In der Schweiz wird noch immer Geld gewaschen

Schweizer Ermittlungen haben die Korruptionsaffäre um den Ölkonzern Petrobras ins Rollen gebracht. Erste Ergebnisse zeigen: Geldwäsche funktioniert in der Schweiz noch immer.

Bundesanwalt Michael Lauber präsentierte am Mittwoch in Brasilia zusammen mit seinem brasilianischen Amtskollegen Ergebnisse aus den Ermittlungen im Korruptionsfall um den brasilianischen Ölkonzern Petrobras.

Es seien rund 120 Millionen Dollar an früheren Schmiergeldern von der Schweiz zurück nach Brasilien repatriiert worden, zitierte die Nachrichtenagentur «Reuters» Bundesanwalt Lauber. Insgesamt seien in diesem Fall rund 400 Millionen Dollar auf Schweizer Bankkonten eingefroren worden.
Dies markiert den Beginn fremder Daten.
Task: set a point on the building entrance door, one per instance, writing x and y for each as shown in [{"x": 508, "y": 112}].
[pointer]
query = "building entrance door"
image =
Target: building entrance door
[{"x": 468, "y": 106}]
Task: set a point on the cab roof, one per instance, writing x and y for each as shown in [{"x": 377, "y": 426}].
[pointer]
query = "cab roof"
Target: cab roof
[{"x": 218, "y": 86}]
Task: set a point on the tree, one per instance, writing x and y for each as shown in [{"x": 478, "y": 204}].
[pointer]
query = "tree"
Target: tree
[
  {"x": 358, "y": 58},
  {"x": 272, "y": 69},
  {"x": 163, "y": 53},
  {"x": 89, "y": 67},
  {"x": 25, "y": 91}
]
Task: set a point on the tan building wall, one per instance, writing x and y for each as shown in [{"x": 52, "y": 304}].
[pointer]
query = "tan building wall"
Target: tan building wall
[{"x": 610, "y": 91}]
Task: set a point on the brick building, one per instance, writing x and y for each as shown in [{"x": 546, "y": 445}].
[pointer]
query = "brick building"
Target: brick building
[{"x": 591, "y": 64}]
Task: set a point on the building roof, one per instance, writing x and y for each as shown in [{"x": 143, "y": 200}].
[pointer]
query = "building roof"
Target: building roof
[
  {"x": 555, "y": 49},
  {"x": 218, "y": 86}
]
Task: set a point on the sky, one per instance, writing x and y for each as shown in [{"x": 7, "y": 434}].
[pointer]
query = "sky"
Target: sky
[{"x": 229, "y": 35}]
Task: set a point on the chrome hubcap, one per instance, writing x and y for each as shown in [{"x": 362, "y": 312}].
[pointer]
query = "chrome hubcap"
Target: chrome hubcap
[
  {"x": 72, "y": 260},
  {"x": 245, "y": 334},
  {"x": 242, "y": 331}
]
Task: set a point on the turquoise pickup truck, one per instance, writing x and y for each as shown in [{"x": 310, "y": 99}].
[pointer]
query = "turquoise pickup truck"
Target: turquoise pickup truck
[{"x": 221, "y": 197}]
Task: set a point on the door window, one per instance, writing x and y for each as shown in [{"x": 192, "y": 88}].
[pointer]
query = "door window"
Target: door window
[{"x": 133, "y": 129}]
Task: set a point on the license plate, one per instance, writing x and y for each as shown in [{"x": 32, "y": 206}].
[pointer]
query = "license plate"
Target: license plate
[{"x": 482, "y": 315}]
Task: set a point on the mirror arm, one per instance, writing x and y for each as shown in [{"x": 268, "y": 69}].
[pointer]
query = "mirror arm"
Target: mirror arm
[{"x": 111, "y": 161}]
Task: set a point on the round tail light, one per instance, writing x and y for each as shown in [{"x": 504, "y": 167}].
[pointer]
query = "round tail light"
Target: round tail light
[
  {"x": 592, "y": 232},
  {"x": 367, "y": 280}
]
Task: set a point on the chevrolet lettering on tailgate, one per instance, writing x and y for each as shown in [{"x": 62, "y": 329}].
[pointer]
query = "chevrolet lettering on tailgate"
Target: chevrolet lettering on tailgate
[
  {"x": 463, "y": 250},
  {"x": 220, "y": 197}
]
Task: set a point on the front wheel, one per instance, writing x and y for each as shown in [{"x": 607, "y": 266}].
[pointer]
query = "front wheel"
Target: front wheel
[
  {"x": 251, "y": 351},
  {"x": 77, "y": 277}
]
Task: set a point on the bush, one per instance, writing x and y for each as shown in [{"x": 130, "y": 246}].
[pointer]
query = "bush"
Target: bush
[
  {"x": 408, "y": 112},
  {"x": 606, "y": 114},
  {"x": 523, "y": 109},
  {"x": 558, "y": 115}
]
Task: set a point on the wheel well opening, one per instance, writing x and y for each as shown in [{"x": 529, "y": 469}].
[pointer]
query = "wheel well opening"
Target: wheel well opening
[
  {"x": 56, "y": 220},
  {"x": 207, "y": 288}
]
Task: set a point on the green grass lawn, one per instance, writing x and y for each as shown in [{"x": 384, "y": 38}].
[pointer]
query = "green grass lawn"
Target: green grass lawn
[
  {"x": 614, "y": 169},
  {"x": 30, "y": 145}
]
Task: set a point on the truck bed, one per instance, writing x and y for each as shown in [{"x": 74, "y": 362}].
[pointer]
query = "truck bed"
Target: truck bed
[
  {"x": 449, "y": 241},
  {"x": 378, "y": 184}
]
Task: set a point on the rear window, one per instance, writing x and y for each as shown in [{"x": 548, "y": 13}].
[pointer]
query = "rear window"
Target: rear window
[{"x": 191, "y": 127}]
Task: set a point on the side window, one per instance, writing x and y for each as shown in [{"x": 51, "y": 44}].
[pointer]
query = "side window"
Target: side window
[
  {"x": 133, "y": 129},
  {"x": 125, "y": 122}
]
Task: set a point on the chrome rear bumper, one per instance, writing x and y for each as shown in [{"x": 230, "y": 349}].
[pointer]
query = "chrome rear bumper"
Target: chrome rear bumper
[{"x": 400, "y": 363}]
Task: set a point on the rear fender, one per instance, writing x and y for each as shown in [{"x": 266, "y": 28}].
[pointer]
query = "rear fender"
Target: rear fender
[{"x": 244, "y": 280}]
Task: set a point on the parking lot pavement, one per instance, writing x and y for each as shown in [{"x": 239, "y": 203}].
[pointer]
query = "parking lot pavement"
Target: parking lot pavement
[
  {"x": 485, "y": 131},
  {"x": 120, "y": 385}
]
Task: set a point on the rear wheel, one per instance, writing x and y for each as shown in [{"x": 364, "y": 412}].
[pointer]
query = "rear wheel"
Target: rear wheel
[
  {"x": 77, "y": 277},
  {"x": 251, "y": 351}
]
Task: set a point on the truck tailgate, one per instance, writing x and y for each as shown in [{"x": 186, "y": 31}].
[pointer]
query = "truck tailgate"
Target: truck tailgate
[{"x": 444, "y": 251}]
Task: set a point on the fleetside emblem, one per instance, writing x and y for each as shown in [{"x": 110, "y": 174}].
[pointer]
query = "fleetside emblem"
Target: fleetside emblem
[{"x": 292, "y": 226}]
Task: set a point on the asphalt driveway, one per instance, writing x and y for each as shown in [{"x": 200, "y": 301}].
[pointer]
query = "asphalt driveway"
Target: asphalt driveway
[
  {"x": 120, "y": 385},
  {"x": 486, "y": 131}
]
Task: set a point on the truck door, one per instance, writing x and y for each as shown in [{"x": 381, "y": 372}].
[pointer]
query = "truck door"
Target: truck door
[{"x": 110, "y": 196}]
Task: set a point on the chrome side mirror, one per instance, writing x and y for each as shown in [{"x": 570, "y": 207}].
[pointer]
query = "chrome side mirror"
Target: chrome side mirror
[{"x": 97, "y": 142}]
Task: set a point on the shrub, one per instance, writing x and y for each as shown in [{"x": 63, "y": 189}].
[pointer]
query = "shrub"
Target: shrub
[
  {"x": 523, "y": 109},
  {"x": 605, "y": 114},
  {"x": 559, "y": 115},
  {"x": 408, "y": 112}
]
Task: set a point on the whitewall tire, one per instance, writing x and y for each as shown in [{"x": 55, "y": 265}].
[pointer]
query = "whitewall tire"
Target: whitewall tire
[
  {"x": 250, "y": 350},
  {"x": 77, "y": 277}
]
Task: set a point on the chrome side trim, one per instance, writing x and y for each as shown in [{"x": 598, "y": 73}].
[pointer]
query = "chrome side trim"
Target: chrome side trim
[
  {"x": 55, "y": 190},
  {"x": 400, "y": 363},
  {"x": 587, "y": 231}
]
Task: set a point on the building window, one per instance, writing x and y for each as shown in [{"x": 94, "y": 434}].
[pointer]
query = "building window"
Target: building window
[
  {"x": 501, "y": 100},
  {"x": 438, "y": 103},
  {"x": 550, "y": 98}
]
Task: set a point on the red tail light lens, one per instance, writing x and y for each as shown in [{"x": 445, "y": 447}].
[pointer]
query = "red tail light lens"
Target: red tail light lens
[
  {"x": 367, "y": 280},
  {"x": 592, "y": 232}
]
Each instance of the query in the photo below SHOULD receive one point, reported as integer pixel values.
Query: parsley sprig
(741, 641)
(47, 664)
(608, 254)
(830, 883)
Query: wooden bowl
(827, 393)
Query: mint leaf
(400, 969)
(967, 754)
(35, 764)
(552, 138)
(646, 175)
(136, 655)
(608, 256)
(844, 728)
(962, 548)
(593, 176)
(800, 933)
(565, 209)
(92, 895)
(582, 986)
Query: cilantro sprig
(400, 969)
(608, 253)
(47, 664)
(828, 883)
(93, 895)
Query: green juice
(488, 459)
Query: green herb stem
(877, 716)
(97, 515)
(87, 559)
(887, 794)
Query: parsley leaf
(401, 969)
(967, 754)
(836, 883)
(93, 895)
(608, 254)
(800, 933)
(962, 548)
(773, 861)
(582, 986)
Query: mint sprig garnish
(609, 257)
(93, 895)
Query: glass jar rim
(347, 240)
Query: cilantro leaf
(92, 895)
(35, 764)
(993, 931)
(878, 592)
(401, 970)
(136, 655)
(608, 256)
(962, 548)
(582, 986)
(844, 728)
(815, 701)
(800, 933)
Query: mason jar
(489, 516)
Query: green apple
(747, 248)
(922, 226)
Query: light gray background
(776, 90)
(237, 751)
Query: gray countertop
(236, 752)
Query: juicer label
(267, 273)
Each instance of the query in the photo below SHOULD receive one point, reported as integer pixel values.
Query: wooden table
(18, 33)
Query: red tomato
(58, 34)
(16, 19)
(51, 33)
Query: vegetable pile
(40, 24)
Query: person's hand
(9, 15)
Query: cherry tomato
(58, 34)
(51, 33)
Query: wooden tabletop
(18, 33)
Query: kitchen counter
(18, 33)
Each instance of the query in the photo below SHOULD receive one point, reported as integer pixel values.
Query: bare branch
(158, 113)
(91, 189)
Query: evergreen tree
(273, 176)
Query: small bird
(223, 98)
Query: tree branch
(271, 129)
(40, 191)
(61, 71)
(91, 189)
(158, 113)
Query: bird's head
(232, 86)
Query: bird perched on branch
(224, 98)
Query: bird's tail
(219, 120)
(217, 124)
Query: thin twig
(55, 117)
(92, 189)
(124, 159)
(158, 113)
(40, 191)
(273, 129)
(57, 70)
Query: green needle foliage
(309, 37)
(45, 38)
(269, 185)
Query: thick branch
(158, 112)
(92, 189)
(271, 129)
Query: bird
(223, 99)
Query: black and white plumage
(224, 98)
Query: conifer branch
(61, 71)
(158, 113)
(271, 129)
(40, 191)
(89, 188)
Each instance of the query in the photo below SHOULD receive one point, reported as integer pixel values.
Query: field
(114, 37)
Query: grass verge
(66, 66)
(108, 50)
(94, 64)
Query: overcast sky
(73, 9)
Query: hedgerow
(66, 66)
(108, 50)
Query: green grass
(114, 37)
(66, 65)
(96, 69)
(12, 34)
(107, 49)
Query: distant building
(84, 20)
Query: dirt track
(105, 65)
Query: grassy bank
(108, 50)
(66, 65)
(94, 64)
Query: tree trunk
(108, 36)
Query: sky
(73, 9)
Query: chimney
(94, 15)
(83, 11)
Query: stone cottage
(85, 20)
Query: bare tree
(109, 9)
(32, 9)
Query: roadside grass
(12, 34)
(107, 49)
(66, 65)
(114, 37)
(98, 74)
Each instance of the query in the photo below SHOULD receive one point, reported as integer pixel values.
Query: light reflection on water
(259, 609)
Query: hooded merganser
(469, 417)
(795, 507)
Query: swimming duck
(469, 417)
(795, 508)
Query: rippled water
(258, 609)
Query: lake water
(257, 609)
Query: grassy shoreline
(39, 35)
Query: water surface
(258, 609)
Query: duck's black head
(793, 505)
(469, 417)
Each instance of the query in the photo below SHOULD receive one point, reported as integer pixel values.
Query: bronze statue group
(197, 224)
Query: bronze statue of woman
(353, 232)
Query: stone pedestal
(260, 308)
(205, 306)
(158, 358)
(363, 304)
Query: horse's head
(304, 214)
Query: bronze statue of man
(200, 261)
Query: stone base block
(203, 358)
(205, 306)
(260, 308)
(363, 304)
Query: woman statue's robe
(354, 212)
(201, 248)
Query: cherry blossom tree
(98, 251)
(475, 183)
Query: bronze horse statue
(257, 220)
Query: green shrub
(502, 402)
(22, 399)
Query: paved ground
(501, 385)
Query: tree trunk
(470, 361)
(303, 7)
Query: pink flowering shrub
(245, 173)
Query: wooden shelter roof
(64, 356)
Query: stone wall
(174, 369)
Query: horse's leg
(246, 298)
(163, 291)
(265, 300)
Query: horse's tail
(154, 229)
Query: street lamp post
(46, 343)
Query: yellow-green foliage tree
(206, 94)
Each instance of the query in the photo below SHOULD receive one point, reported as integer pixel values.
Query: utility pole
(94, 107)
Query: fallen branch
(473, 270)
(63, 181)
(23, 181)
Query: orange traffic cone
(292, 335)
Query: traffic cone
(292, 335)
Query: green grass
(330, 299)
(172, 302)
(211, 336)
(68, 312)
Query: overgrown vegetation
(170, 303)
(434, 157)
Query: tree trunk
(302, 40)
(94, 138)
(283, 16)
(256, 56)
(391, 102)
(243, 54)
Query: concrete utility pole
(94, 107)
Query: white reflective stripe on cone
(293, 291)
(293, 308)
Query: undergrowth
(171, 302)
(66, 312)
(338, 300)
Über 300 verdächtige Konten

Die Ermittlungen der Schweiz haben den Fall erst ins Rollen gebracht. Ein Hinweis der Meldestelle für Geldwäsche war dazu der Auslöser gewesen. Dies wirft ein positives Licht auf die Schweiz und ihre Banken, die in der Vergangenheit grosse Anstrengungen im Kampf gegen Geldwäsche unternommen haben.

Gleichzeitig werfen die Details aber auch Fragen über die Effektivität des Schweizer Systems der Geldwäschereibekämpfung auf. Denn laut Lauber hat die Bundesanwaltschaft im Zuge der Ermittlungen nach 60 Verdachtsmeldungen mehr als 300 Konten bei über 30 Banken in der Schweiz ausfindig gemacht, über welche die Schmiergeldzahlungen wohl abgewickelt worden seien.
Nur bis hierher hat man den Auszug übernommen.